À Goma, les acteurs environnementaux intensifient les initiatives de reboisement et de sensibilisation communautaire pour lutter contre la désertification et la sécheresse, à l’occasion de la Journée internationale de lutte contre la désertification et la sécheresse célébrée ce 17 juin. Dans une ville confrontée à une hausse des températures, à la pression démographique et à une urbanisation rapide, ces actions sont présentées comme des leviers essentiels de résilience écologique.

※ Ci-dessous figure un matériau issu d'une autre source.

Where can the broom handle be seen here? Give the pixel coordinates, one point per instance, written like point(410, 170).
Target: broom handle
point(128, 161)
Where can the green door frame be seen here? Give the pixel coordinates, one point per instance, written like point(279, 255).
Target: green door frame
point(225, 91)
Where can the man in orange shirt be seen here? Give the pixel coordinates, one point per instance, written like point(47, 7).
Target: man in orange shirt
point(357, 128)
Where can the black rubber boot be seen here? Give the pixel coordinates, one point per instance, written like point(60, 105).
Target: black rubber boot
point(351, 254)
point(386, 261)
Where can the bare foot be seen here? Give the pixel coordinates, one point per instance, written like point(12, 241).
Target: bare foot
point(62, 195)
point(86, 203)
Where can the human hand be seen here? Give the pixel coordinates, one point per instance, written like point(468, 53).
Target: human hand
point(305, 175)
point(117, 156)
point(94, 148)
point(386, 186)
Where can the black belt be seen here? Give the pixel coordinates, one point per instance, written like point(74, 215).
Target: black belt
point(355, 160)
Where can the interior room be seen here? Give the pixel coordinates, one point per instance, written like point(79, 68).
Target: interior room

Les organisations environnementales locales, dont Ecologie et Développement (EcoD Grands Lacs), mettent en avant la mobilisation citoyenne comme facteur clé de réussite. Pour Simon Pierre Alissa, coordonnateur de cette organisation, la dynamique actuelle repose sur une implication croissante de la population, en particulier des jeunes.
« Le reboisement est devenu une priorité. Nous observons avec satisfaction une jeunesse active qui se mobilise pour planter des arbres, entraînant dans son sillage des citoyens issus de tous horizons », explique-t-il.
Au-delà de la simple plantation d’arbres, les initiatives locales s’appuient également sur la sensibilisation pour lutter contre les causes profondes de la dégradation des terres, notamment la déforestation liée à la consommation de bois de chauffe. Cette approche vise à transformer les comportements afin de préserver durablement les ressources naturelles.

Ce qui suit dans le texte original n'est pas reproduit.